Physiotherapy for the Shoulder
The gleno-humeral joint, known in lay terms as the shoulder, is a vital part of the links in the upper limb and responsible for our ability to place our hands where we can see them to perform activities. Because flexibility is a prime requirement the shoulder is a less stable joint with moderate muscle power and a large range of motion. It is described as a “soft tissue joint”, implying that the joint’s functional ability is dependent on its soft and not its hard components. Physiotherapists are closely involved in treating and rehabilitating the shoulder, dealing with the muscles, ligaments and tendons.
The shoulder joint is constructed from the socket of the scapula and the humeral head, the ball at the top of the upper arm bone. The head of the upper arm is a large ball and important tendons insert onto it to move and stabilise the shoulder, but the shoulder socket, the glenoid, is small in comparison and very shallow. A cartilage rim, the labrum of the glenoid, deepens the socket and adds to stability.
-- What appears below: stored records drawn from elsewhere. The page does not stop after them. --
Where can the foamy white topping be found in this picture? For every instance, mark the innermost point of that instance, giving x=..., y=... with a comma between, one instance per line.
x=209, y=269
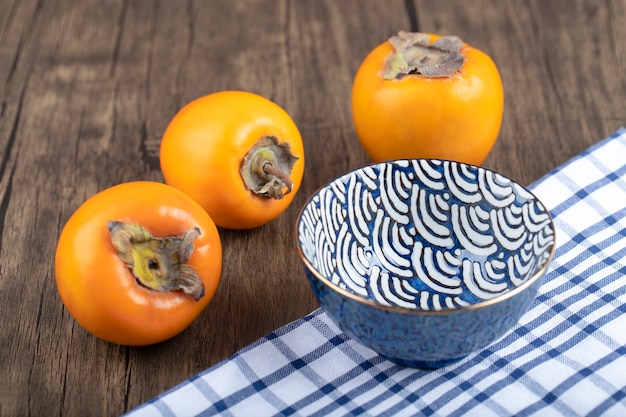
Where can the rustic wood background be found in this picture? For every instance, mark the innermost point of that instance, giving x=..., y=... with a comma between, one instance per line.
x=88, y=87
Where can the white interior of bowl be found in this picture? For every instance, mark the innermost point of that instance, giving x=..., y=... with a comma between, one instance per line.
x=425, y=234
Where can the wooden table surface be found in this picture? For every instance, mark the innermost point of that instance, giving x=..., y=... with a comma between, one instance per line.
x=88, y=87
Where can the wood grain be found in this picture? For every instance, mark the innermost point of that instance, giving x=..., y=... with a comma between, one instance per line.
x=88, y=87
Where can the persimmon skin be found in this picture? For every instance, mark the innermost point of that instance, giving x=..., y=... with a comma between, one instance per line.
x=203, y=148
x=99, y=290
x=456, y=117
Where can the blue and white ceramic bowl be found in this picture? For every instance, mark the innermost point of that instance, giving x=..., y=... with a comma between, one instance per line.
x=425, y=261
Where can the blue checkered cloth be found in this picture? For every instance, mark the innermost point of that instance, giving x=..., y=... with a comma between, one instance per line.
x=566, y=357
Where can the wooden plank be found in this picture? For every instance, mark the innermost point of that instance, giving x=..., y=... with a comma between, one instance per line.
x=560, y=63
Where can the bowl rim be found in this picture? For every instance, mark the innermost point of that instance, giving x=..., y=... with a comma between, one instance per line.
x=405, y=310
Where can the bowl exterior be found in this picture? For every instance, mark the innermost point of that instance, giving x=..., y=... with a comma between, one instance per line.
x=427, y=340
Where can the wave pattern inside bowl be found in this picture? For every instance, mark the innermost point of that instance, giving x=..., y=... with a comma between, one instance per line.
x=425, y=234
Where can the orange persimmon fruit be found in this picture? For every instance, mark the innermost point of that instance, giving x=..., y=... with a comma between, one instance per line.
x=425, y=96
x=137, y=263
x=238, y=154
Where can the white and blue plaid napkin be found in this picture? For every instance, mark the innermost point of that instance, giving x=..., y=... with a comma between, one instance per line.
x=567, y=356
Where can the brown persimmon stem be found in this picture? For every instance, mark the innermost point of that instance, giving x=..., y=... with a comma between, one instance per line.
x=266, y=167
x=270, y=169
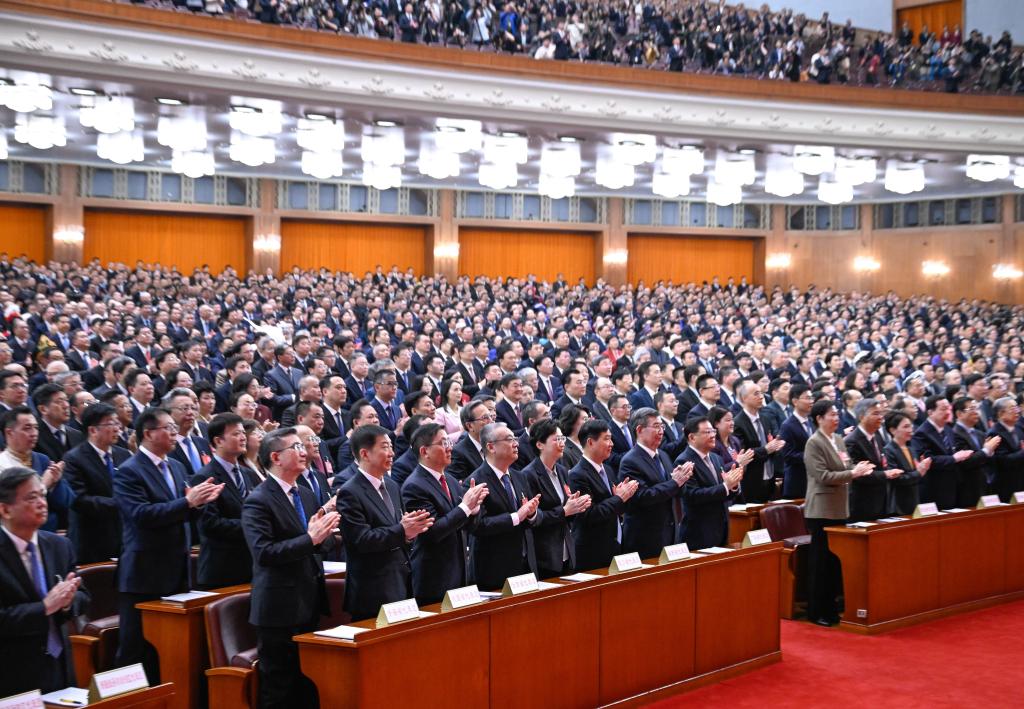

The acromio-clavicular joint lies above the shoulder joint proper and provides dynamic stability during arm movements, being made up from part of the scapula and the outer end of the clavicle.
The major stability and flexibility joints of the upper limb shoulder girdle are the scapulothoracic and glenohumeral joints and these joints are held steady and moved by large and powerful muscles. The pectoralis major and latissimus dorsi muscles stabilise and perform strong movements, the serratus anterior stabilises the scapula on the thorax, the rotator cuff stabilises the humeral head on the socket and the deltoid and other muscles perform movements. The shoulder blade and thorax need to be kept in a stable relationship for the glenohumeral joint to perform precise and controlled movements.
Around the shoulder all the muscles narrow down into flat, fibrous tendons, some larger and stronger, some thinner and weaker. All these tendons are anchoring themselves to the humeral head, allowing their muscles to act on the shoulder. The rotator cuff includes a group of relatively small shoulder muscles, the subscapularis, the supraspinatus, the infraspinatus and the teres minor. The tendons form a wide sheet over the ball, allowing muscle forces to act on it. The rotator cuff, despite its name, acts to hold the humeral head down on the socket and allow the more powerful muscles to perform shoulder movements.
The rotator cuff degenerates with age, small tears appearing across its substance which can progress to massive tears, completely interfering with muscular function of the shoulder. Rotator cuff tears are often painful but it is not clear exactly why, as many older people have tears and do not have pain. Physiotherapists work to strengthen the rotator cuff or by exercising the main shoulder muscles without gravity resistance and gradually increasing the effort. Physios also work on rehabilitation after rotator cuff surgery for rotator cuff tears, following the detailed protocols for small, medium, large or massive rotator cuff tears.
The shoulder joint is not typically affected by OA (osteoarthritis) but when it is physiotherapists treat arthritic shoulders by joint mobilisations, muscle strengthening and ranges of motion. Once physio has nothing else to offer, total shoulder replacement is one of the further options, with various surgical techniques involving replacing the humeral ball and the scapular socket either anatomically or in reverse. The shoulder is often called a “soft-tissue joint” as the soft tissues, their strength and balance, are vital to the function of the joint. Post-operative physio management is essential as the correct protocol must be closely followed to ensure success.
Physiotherapy treatments include the assessment and management of many different shoulder pathologies such as shoulder fractures and dislocations, sub-acromial impingement, tendinitis, abnormal patterning and hypermobility. Physio treatment for fractures and dislocations depends on the severity and type of injury and follows the physiotherapy and surgical protocols. Patient education and muscle stabilising work is used for hypermobility, while biofeedback and correct muscle activity teaching is the treatment for abnormal patterning. Impingement physio is cuff strengthening and joint mobilisation, with joint injections and surgical acromioplasty if physiotherapy is not successful.